Repasar cómo los libros de texto narran el efecto de los impuestos sobre el bienestar de la gente es una forma de celebrar la gran labor pedagógica de El Económico en su segundo cumpleaños.

Los impuestos sobre bienes son transferencias de renta que los ciudadanos, de forma obligada, hacen al Estado para financiar bienes públicos, entre los que se encuentran la justicia, la defensa nacional, la redistribución de renta, etc. Por eso, en un primer momento, al gravar un bien empeora el bienestar de compradores y vendedores, aunque en un segundo momento puedan ser beneficiarios de la acción gubernamental.

Los impuestos crean una brecha entre el precio que pagan los compradores y el percibido por los vendedores, a consecuencia de la cual la cantidad vendida es menor que la que se sería sin el mismo, es decir, se reduce el mercado del bien gravado. Así, un impuesto sobre las estancias turísticas necesariamente conlleva una reducción del número de visitantes, de empresas y puestos de trabajo turísticos; de igual forma que un impuesto sobre la cerveza, o sobre cualquier otro bien, reduce su consumo, producción y distribución.
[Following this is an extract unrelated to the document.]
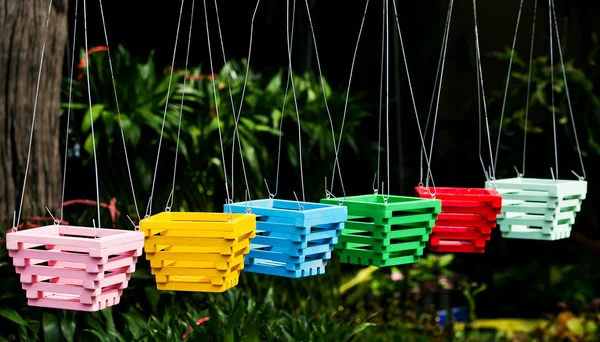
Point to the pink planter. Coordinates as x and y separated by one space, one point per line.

Esta reducción del mercado es una pérdida irrecuperable de eficiencia.

Si la pérdida de eficiencia es pequeña, la recaudación obtenida puede justificar el deterioro económico producido. Pero a la inversa, si es grande estamos ante un impuesto empobrecedor.

El que sea pequeña o grande depende de lo que los manuales llaman elasticidad. Es decir, de si se produce una gran variación de la demanda como consecuencia de un aumento del precio. Así, por ejemplo, la cantidad demandada de gasolina -al carecer de sustitutivos- experimenta pequeñas variaciones por cambios en su precio, lo que la convierte en un producto adecuado para ser gravado. Por el contrario, no ocurre lo mismo con cualquier otro bien del que sea más fácil prescindir.

Una buena estructura tributaria es la que minimiza la pérdida irrecuperable de eficiencia desde una visión de conjunto de todos los tributos. Algo que solo se puede conseguir con una reforma fiscal con vocación integral.

Sin embargo, como esta conlleva costes políticos, no se realiza, y nuestro sistema tributario continúa siendo un conjunto deslavazado de tributos que dificulta la recaudación, la liga en exceso al ciclo y frena el crecimiento económico.

Nuestra comunidad autónoma ha doblado sus gastos desde el año 2002, cuando asumió las últimas competencias. Con las sucesivas reformas del sistema de financiación los recursos han aumentado, financiados, lógicamente, con más tributos. Aunque, por supuesto, continúa siendo insuficiente.

Deberíamos dejar de percibir las reformas modernizadoras como un deber inevitable. Tenemos la obligación de hacer del proceso de transformación económica un gran proyecto político ilusionante.